I sigh. Might as well get it over with.

‘You mean about Alexander?’

‘Who else?’

‘OK. But he wasn’t exactly horrible. He didn’t
two-time me or anything. He just wasn’t . . .’

‘What? Sexy? Interesting? Nice?’

‘My type,’ I say lamely.

‘Oh yeah,’ she grins. ‘Well, you see what they’re like now. Sorry you had to learn the hard way.’

She doesn’t look remotely sorry. And I’m not convinced she’s right. I don’t think
all
men are like that. Harry’s lovely, for a start, when he’s not teasing me. And my dad. It’s not my fault if Jenny’s unlucky. But I’ve promised myself to be nice. The only answer is to change the subject.

‘How are you feeling? Are you ready for the first night?’

The colour drains from her face. ‘As ready as I’ll ever be. Anthony says he thinks we’re not
total
disasters.’

Anthony Lyle is the director of
Her Father’s Daughter
. Jenny’s movie director used to make her miserable by complaining about everything she did, including the way she
looked
at people. From what she’s said about Anthony, he’s the opposite: he hardly says anything to her at all.

‘Has he been any more helpful recently?’

‘No, not really,’ she mutters glumly. ‘He’s too busy taking Sigrid through her lines and making sure she’s happy with her water and asking whether Joe Yule has texted recently. He let us go early today so he could stay behind with her and sort out something that was bugging her. He usually does. I have to rely on Jim to make sure I’m doing everything OK.’

Jim is the one playing the dad character. He and Jenny have formed the SIRTQOE society, which stands for Sigrid Is Really The Queen Of Evil. So far they’re the only members. They don’t dare ask anyone else, in case they mysteriously have to ‘spend more time with their families’, like Caroline – the woman who originally had Sigrid’s part.

‘I’m sure you’re brilliant,’ I say loyally.

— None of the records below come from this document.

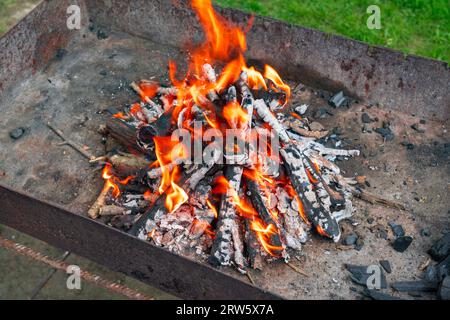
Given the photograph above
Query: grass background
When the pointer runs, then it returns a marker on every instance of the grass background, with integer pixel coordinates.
(420, 27)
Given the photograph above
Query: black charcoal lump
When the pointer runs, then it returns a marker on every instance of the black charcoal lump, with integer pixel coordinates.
(17, 133)
(402, 243)
(441, 248)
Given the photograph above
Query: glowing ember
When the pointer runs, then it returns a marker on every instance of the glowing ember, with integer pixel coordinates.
(274, 187)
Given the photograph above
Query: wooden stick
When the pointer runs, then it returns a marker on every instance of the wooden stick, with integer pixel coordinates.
(70, 143)
(295, 126)
(94, 211)
(111, 210)
(297, 269)
(250, 278)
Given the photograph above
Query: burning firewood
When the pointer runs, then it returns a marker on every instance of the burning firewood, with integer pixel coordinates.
(239, 204)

Jenny smiles a sad, wistful, actressy smile. ‘I hope so. I want to be. I mean, it’s lovely on that stage. I really enjoy it. It’s just the audience bit that worries me. You know . . . after . . . everything.’

She means after being compared to dining room furniture the last time she performed beside a Hollywood star.

‘Anyway,’ she sighs, ‘here are the tickets. You can see for yourself on Wednesday.’

She hands over an envelope and I can feel the tickets inside it. For a moment, I feel vaguely sick myself. The last time someone gave me tickets it was my soon-to-be-ex-boyfriend and we all know what happened next.